THE PHONE CALLS from potential boyfriends were rare but consistent. Some weird intuition helped me to distinguish them from other calls by the sharp mocking sound the telephone made.

The receiver felt damp and warm, vibrating with the voice of a strange man trapped inside. The voice is wrong — either too squeaky, too nasal, or too coarse. It is the voice of a man who doesn’t want me, who called me because he wanted somebody, anybody — though not me — or simply because his mother made him do it.

Later, on the date, the man casually looked at his toes, but at the same time he discreetly scrutinized me, estimating the size of my breasts, the shape of the legs concealed by my slacks, trying to guess what I would and wouldn’t do, trying to guess what was wrong with me (I’d agreed to a blind date, there must be something wrong), searching for flaws, finding them, finding the ones I’d been afraid that he’d find, finding ones I hadn’t even known about.

“What is your car’s make?” I asked him repeatedly, because I couldn’t think of anything else to say.

It’s not true that I was not trying, as my mother said. I was trying. I arched my back, I tossed my hair, I licked my lips and crossed my legs in a modest yet seducing way. I nodded sympathetically when he talked, I laughed when he told a joke, I smiled when his shoulders brushed against mine. It didn’t help. From the very beginning I knew that eventually I’d fail. Sooner or later the disgust, the humiliation would erupt, and I would end up saying something insulting or indecent, or simply laughing like crazy, kicking with my knees and wiping the tears from my eyes, as I did when my date burped during our dinner.

“You think you’re something, don’t you?” he had hissed, before adding that he’d never ever ask me out again. “You think you’re something!”

I wish I thought that.

AND THEN, all of a sudden, I found a boyfriend. By myself. On a subway train.

It happened on a rainy day at the end of October. A man squeezed into the crowded subway car and brushed against my shoulder with his wet umbrella. I shivered. He said, “Excuse me,” walked across the car to the opposite door, and pulled a book out of his shoulder bag.

His clothes were baggy and poorly matched. He looked about six foot two, with a broad body that swayed awkwardly when the train was moving. He kept looking at me from above his book.
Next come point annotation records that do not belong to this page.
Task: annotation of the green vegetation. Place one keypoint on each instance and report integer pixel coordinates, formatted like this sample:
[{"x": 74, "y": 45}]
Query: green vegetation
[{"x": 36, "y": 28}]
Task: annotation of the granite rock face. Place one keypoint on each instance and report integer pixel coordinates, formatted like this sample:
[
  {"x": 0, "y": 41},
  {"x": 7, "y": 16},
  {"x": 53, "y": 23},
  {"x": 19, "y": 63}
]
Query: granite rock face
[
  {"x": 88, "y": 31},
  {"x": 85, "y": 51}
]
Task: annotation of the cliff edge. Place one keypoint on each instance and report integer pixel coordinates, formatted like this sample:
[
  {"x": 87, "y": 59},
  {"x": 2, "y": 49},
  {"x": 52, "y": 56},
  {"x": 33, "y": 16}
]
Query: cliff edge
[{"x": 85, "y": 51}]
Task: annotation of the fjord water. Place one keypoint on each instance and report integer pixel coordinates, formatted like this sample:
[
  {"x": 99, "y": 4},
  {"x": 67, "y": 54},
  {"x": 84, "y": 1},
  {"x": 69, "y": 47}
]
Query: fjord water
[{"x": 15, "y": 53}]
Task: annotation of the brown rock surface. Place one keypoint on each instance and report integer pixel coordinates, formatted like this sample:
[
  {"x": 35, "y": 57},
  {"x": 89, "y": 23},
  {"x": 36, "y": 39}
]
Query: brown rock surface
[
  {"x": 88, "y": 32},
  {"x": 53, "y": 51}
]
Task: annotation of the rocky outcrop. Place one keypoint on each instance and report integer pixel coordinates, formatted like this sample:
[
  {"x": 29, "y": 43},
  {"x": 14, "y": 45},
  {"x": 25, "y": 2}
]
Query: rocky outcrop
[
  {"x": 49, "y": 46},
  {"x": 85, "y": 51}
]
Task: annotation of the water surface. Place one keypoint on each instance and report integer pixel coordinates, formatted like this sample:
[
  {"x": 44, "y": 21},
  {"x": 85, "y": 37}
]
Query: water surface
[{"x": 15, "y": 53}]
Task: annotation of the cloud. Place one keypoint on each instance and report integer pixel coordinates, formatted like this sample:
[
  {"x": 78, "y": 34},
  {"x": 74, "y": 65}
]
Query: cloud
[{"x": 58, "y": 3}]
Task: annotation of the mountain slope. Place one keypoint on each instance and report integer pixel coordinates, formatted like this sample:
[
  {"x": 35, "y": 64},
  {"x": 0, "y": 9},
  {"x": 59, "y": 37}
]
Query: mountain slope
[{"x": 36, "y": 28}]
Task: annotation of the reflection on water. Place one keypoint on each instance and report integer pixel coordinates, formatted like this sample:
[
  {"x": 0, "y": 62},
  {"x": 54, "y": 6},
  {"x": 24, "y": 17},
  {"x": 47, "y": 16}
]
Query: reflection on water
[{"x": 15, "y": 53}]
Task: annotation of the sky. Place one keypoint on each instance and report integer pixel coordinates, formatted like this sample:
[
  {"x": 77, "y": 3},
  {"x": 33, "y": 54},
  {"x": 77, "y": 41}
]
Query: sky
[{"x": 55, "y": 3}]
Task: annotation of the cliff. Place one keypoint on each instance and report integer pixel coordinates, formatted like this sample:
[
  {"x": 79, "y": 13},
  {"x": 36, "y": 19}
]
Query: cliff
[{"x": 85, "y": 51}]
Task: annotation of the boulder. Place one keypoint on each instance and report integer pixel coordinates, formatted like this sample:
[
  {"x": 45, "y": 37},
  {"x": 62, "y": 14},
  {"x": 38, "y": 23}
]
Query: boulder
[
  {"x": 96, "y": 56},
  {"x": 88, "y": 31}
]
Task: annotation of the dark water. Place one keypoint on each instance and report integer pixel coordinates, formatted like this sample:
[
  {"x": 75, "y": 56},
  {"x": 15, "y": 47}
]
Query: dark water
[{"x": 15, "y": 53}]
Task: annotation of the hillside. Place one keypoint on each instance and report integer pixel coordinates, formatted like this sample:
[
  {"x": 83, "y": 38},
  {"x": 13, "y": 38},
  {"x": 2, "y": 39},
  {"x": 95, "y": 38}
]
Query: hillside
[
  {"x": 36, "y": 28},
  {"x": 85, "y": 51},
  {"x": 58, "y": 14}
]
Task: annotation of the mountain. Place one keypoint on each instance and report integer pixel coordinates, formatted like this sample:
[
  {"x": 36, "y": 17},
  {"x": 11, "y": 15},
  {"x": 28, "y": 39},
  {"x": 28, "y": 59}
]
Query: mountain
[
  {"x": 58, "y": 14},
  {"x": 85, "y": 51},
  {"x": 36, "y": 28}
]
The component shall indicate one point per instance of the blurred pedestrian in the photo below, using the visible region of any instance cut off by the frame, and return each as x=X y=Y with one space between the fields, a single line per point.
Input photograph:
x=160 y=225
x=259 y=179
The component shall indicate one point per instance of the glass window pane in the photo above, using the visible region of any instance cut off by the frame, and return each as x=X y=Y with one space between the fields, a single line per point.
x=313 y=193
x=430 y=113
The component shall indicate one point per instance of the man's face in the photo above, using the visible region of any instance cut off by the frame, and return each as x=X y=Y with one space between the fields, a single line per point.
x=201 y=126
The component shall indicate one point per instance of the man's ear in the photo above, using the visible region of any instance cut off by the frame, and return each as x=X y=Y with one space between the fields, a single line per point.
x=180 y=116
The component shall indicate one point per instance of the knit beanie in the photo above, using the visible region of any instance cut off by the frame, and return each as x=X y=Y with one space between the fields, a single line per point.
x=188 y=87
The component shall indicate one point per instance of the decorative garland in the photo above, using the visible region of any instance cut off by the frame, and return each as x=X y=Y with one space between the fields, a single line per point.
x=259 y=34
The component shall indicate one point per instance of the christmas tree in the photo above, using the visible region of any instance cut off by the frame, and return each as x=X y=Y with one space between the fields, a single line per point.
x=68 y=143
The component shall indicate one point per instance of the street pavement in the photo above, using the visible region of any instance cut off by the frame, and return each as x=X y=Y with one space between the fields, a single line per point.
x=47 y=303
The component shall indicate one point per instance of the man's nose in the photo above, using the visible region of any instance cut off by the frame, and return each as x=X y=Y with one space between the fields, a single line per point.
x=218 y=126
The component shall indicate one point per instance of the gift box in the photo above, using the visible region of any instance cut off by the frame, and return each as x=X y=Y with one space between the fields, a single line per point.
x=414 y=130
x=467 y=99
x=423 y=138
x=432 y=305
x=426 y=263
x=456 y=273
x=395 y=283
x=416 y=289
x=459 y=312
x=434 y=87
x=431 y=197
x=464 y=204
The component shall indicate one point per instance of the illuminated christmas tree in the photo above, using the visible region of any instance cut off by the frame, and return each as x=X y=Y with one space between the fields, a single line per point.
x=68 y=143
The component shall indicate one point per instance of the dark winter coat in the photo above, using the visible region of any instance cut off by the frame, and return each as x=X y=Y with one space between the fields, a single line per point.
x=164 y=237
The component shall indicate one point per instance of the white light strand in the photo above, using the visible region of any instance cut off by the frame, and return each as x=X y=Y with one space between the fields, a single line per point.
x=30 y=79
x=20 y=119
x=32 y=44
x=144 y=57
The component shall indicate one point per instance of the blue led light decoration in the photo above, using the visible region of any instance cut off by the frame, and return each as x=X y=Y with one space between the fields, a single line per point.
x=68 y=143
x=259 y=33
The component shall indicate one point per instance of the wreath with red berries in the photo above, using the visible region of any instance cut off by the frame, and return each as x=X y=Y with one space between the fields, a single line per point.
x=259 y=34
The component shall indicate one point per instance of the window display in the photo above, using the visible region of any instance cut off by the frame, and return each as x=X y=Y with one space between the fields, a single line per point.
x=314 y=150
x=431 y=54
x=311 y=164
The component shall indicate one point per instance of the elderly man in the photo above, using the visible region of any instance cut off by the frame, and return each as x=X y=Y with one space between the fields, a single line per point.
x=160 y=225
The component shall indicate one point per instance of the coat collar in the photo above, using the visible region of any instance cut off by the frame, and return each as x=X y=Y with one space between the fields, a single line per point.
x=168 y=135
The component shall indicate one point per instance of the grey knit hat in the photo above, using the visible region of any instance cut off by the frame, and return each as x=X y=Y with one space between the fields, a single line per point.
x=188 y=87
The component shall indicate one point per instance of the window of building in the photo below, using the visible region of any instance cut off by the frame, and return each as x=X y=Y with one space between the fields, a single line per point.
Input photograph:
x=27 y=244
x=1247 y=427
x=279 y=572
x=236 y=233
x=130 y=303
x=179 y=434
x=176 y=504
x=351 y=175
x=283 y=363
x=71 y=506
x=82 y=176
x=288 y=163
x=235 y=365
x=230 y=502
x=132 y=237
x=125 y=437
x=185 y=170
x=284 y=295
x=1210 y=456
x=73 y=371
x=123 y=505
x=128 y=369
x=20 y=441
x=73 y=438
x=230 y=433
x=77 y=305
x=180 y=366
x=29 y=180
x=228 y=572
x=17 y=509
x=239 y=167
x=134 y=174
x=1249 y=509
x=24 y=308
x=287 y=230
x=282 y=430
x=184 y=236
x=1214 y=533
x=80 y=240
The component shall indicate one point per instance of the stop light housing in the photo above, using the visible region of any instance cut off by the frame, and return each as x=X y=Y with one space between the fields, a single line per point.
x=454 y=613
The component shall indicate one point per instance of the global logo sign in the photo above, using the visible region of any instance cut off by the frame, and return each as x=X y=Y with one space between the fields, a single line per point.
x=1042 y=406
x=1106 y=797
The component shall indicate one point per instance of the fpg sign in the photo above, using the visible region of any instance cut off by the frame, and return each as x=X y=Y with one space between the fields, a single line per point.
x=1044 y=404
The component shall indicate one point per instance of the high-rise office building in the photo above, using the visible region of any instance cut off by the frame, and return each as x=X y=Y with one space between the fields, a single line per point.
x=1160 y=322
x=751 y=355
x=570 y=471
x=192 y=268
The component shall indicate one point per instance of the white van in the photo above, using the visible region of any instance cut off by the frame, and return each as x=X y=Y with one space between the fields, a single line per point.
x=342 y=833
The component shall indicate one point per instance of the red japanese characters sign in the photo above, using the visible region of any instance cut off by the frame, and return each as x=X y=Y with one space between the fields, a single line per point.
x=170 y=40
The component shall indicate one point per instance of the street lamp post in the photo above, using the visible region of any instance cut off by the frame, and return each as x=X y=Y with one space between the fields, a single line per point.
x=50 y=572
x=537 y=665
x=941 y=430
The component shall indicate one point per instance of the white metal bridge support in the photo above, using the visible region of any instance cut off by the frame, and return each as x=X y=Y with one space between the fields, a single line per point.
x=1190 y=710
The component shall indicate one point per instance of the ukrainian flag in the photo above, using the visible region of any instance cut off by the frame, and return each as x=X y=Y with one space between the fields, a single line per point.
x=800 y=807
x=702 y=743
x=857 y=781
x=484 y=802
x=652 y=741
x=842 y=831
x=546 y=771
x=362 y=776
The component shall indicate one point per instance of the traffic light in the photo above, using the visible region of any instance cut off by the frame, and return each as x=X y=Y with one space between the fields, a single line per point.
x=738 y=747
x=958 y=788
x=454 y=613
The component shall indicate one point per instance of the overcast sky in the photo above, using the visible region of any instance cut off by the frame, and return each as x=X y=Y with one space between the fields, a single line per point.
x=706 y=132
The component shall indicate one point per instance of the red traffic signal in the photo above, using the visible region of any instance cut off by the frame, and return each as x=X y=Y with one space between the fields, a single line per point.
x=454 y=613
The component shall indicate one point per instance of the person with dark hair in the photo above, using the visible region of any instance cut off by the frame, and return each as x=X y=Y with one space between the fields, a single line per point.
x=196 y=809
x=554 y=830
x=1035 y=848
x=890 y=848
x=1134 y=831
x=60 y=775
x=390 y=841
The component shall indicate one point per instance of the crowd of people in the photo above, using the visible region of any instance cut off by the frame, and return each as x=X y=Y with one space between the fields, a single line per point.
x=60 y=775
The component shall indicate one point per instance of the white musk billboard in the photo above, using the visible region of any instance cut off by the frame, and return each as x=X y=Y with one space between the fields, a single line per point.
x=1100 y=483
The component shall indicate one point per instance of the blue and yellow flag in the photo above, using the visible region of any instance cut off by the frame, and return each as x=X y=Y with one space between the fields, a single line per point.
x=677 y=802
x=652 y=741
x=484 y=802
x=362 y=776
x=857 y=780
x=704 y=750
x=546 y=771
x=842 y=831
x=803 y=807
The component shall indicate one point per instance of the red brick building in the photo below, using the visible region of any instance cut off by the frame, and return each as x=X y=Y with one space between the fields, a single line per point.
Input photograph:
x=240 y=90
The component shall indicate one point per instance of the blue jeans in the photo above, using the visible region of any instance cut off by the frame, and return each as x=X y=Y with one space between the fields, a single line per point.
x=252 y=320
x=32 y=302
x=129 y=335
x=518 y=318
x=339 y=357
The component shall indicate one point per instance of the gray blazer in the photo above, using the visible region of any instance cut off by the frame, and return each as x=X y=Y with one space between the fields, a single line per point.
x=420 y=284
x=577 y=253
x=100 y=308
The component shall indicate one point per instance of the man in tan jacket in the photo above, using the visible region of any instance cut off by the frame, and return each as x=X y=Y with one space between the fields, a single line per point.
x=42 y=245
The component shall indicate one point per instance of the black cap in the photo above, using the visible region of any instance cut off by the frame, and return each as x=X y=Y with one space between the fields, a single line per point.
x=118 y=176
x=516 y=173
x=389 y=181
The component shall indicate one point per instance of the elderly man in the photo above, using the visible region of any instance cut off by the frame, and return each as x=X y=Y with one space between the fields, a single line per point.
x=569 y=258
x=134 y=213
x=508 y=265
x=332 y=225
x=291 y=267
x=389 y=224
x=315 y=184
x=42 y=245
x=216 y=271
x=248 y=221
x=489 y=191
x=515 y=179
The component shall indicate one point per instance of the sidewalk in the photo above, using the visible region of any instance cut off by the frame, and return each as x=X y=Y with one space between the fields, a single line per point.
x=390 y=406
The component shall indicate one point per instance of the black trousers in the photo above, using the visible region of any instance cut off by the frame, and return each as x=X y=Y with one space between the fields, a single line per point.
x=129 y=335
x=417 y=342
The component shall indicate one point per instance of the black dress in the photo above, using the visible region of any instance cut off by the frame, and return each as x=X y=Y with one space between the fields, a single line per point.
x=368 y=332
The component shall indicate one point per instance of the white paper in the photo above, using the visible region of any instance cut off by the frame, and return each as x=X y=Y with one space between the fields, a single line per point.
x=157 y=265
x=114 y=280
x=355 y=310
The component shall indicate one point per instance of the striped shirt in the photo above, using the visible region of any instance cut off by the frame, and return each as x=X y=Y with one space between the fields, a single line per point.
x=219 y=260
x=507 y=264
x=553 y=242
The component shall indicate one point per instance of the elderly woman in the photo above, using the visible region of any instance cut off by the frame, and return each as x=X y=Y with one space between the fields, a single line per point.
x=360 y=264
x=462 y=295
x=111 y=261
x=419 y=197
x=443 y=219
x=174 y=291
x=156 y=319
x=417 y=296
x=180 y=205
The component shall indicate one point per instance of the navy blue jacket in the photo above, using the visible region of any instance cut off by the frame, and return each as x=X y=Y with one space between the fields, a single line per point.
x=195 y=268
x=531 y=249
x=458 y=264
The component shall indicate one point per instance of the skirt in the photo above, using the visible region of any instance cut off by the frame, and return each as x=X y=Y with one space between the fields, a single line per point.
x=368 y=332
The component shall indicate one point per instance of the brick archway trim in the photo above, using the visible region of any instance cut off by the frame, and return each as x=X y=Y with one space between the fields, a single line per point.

He liked me for no apparent reason.

After 23rd Street, he stepped forward and grasped a handle above my head. “Do you speak Russian?” he asked.

I said that I did.

He smiled.

That was it.

IT’S DECEMBER and it’s snowing outside. I open the door, shaking specks of snow off my knitted hat. He is here. There are his heavy boots, drying on the newspaper in the corner. He visits often. Sometimes he comes before me, sometimes he even comes while I’m at work, and then it’s not his shoes but only his wet dark-brown footprints that mark the newspaper on the floor.

“Vadim apologized that he didn’t wait for you. He had some errands,” my mother yells from the kitchen. Not only has Vadim acquired his own mug and his own chair, there is Vadim’s place at the table (by the refrigerator).

The psychologist’s prescription has worked. My father’s constant lying position became a sitting one — sitting at the computer, after Vadim introduced him to the Internet. He is sending e-mails to mathematicians all over the world, exchanging problems, questions, and even some obscure mathematician jokes.

It is his slouched back that I see now upon coming home. “I’ve got thirteen e-mails today!” he announces, half turning from his desk and pushing up his glasses. He reads and welcomes everything that comes to his mailbox, from breast-enlargement ads to tax-deduction advice.